Page 16 - Ruminations
P. 16
14. Nostalgia and its discontents
One can be exiled without feeling much nostalgia for one’s time
and place of origin, if such a change of scene—voluntary or not—was
considerably for the better. That ought to be distinct from nostalgia
for childhood, which can arise with or without exile; nevertheless,
unpleasant early memories (if not repressed) would leave no rosy glow
regardless of physical displacement. The worst combination of events
would be misery in youth, followed by a disastrous departure and
subsequent wretched refugee or immigrant experience in adulthood.
The combinations of those variables could be ranked by their
presumed strength of nostalgia, from high to low:
Childhood Exile Adulthood
------------ ------ ------------
Happy Yes Unhappy
Happy No Unhappy
Happy Yes Happy
Happy No Happy
Unhappy No Happy
Unhappy Yes Happy
Unhappy No Unhappy
Unhappy Yes Unhappy
Complicating matters, it has been proposed that nostalgia is felt not
for what one has lost, but for what either was not one’s own
experience or what in fact did not happen at all. This relates to false
memories and cultural idiosyncrasy—but what matters is that one
feels loss, in the present, of something important. Could that welling-
up of emotion be charged by fear of another anticipated loss—one’s
own death and disappearance in the future? The resonance is a simple
analogy the unconscious but empathetic mind would reasonably make.

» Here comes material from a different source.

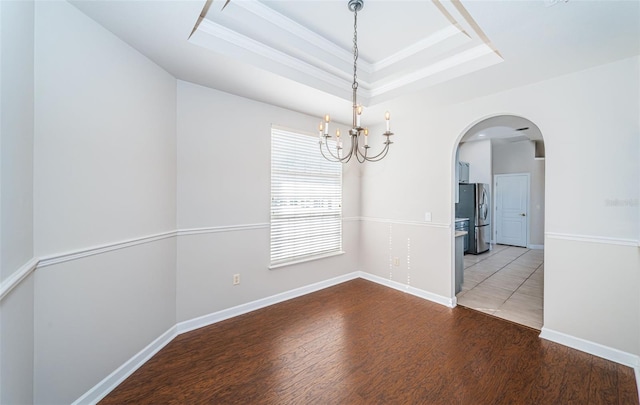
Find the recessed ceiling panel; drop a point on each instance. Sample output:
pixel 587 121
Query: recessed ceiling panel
pixel 403 45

And it is probable that this loss (of oneself, post mortem) may not
seem “real” to anyone else in that ambiguous sense of nostalgia. Thus
I am my own chief mourner before the fact, having experienced my
future absence in imagination countless times after inventing
numerous scenarios of my demise and its aftermath, most of which
are unlikely. The cure for this—and for nostalgia, in general—is either
belief in an afterlife, in which significant pieces of the past can be
revisited, or certainty in the reality of an infinite, eternal space-time
continuum, in which no pieces of the past (or future) are missing.